Alle donne e agli uomini della Val di Susa.
Domenica sono salita a Venaus e vi ho conosciuto.
Siete tanti, molti della mia età. Avete ringraziato me e gli altri genitori per aver messo al mondo e cresciuto i nostri figli così come sono.
Mi avete fatto sentire orgogliosa, vi ho scoperti orgogliosi.
Orgogliosi della vostra terra, dei vostri valori del vostro lavoro e della vostra lotta.
Uno di voi mi ha detto: “Noi siamo gente umile, semplice, unita e se anche non ci conosciamo tutti per nome, ci riconosciamo.”

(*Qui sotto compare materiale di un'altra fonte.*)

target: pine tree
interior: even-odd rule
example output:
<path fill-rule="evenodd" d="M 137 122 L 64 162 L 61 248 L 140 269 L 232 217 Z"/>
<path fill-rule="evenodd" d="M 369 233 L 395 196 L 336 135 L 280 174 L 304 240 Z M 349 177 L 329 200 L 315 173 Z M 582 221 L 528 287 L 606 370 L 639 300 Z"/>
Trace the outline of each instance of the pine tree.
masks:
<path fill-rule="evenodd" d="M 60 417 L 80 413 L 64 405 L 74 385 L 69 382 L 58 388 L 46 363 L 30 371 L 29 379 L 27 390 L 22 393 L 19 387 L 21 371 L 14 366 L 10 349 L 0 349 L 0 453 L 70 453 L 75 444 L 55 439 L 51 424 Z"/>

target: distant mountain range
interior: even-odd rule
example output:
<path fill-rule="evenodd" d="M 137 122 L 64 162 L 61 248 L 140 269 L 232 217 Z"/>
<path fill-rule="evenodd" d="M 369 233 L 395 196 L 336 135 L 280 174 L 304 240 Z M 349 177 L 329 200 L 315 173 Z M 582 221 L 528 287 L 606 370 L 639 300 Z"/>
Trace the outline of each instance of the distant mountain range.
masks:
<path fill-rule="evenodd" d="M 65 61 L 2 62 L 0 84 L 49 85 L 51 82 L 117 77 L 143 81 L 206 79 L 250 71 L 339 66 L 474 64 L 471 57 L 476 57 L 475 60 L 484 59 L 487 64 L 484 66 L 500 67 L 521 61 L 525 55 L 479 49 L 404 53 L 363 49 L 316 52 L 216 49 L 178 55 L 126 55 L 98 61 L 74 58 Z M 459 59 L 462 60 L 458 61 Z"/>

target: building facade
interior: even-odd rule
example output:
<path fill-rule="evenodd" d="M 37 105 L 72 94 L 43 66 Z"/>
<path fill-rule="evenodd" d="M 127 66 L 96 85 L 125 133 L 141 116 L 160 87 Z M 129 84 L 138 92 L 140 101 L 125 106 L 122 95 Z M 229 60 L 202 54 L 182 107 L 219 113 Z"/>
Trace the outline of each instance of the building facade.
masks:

E così voi e i nostri figli vi siete incontrati e riconosciuti.
Mi avete accompagnato fino al piccolo fazzoletto di terra che condividete e da cui ho potuto vedere il cratere di quel cantiere che ha devastato la vostra montagna e i vostri boschi.
Ho visto dove è bruciato il compressore, il “pilone di Luca” e da lì ho scrutato tra i sentieri e gli alberi e ho visto e sentito le voci della protesta, le corse, i canti, il rumore delle battiture, le grida, il fumo, le bandiere, la paura e il coraggio.
Alcuni, tra militari e forze dell’ordine, ci osservavano, respirando, anche loro, “quella” polvere sollevata dal vento.
Il giorno dopo, quando sono andata a trovare Niccolò ad Alessandria, ero più consapevole della strada che mio figlio ha deciso di percorrere e soprattutto ho sentito che non ero sola mentre attraversavo i corridoi che mi conducevano alla stanza dei colloqui.
Fuori, come sempre c’erano Marianna e Francesco che mi aspettavano, ma in più, oggi tra quelle mura sentivo il profumo che fuoriusciva dal pacco che avevo lasciato all’entrata. Profumo di salumi, formaggi, pietanze cucinate da voi, cibo che nutrirà il corpo e lo spirito di questo mio figlio orgogliosamente ribelle.
Grazie dell’affetto che mi avete dimostrato e state certi, non so quando, ma tornerò.